Firstly, using Firefox 66, I opened the debugger and loaded https://myanimelist.net/character/214 in the window with the debugging tools visible.
Next, following the instructions from How to find xpath of an element in firefox inspector, I selected the Youji Kudou (工藤耀爾) node and copied its XPath, which turned out to be:
/html/body/div[1]/div[3]/div[3]/div[2]/table/tbody/tr/td[2]/div[4]

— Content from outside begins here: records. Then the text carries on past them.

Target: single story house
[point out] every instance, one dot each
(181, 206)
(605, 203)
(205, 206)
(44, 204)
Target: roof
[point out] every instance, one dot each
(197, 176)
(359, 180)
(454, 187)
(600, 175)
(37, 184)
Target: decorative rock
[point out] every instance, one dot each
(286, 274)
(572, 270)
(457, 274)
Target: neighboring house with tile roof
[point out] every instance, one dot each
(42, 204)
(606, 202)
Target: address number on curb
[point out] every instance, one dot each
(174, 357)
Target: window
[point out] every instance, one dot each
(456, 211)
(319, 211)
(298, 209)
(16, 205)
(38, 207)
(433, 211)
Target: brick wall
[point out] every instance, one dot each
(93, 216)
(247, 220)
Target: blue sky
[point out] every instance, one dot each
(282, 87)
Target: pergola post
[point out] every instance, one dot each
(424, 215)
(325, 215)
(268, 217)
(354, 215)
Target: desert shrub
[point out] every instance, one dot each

I then tried to select this node using SelectNodes()... and got a null result. But why? To determine this I created a debugging routine that would break the path into successively longer portions and determine where the failure occurs:
static void TestSelect(HtmlDocument htmlDoc, string xpath)
{
Console.WriteLine("\nInput path: " + xpath);
var splitPath = xpath.Split('/');
for (int i = 2; i <= splitPath.Length; i++)
{
if (splitPath[i-1] == "")
continue;
var thisPath = string.Join("/", splitPath, 0, i);
Console.Write("Testing \"{0}\": ", thisPath);
var result = htmlDoc.DocumentNode.SelectNodes(thisPath);
Console.WriteLine("result count = {0}", result == null ? "null" : result.Count.ToString());
}
}
This output the following:
Input path: /html/body/div[1]/div[3]/div[3]/div[2]/table/tbody/tr/td[2]/div[4]

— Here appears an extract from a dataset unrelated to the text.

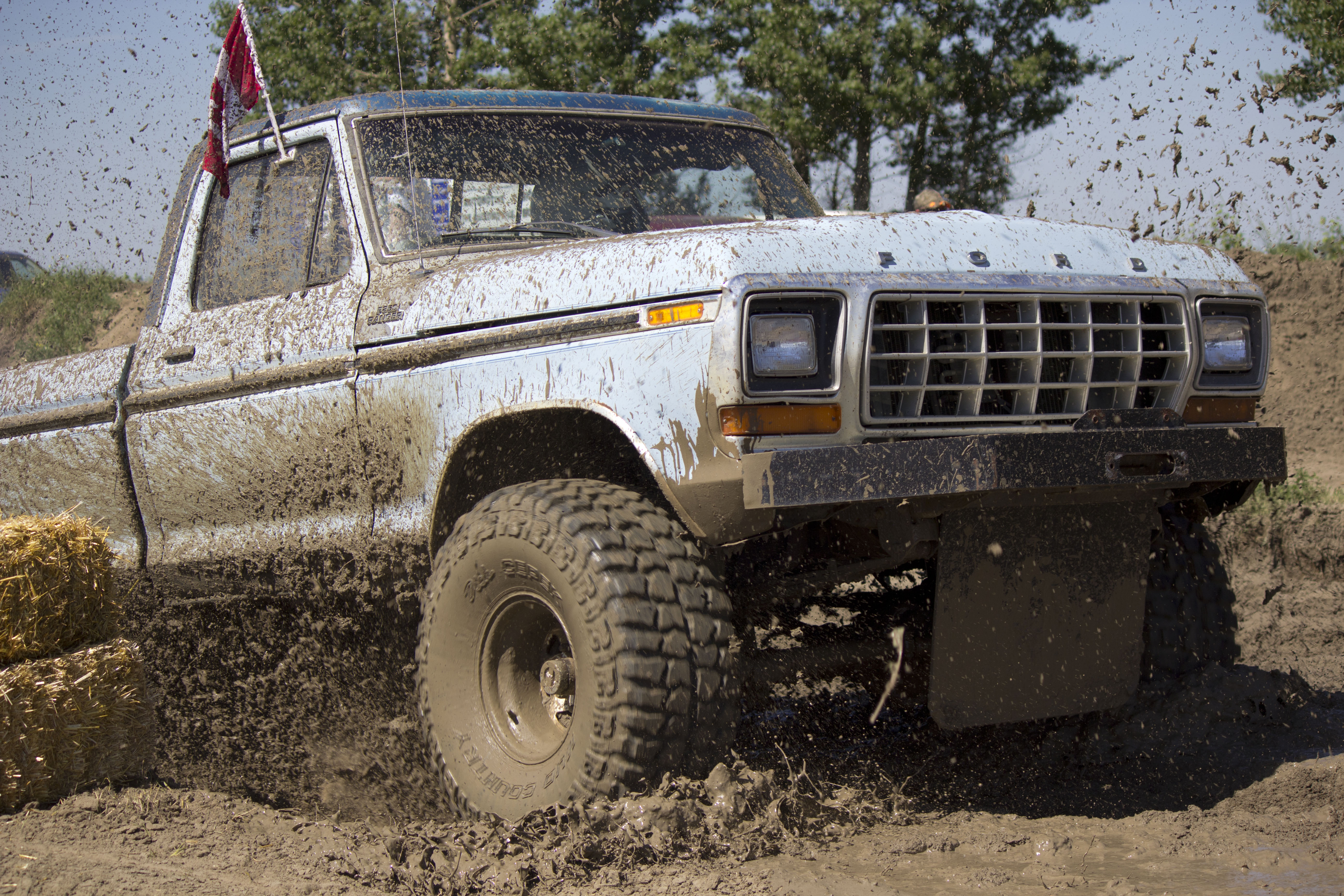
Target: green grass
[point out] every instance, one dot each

Testing "/html": result count = 1
Testing "/html/body": result count = 1
Testing "/html/body/div[1]": result count = 1
Testing "/html/body/div[1]/div[3]": result count = 1
Testing "/html/body/div[1]/div[3]/div[3]": result count = 1
Testing "/html/body/div[1]/div[3]/div[3]/div[2]": result count = 1
Testing "/html/body/div[1]/div[3]/div[3]/div[2]/table": result count = 1
Testing "/html/body/div[1]/div[3]/div[3]/div[2]/table/tbody": result count = null
Testing "/html/body/div[1]/div[3]/div[3]/div[2]/table/tbody/tr": result count = null
Testing "/html/body/div[1]/div[3]/div[3]/div[2]/table/tbody/tr/td[2]": result count = null
Testing "/html/body/div[1]/div[3]/div[3]/div[2]/table/tbody/tr/td[2]/div[4]": result count = null
As you can see, something goes wrong selecting the <tbody> path element. Manual inspection of the InnerHtml returned by selecting /html/body/div[1]/div[3]/div[3]/div[2]/table revealed that, for some reason, the server is not including the <tbody> tag when returning HTML to the HtmlWeb object -- possibly due to some difference in request header(s) provided by Firefox vs HtmlWeb. Once I omitted the tbody path element I was able to query for the character name successfully using:
/html/body/div[1]/div[3]/div[3]/div[2]/table/tr/td[2]/div[4]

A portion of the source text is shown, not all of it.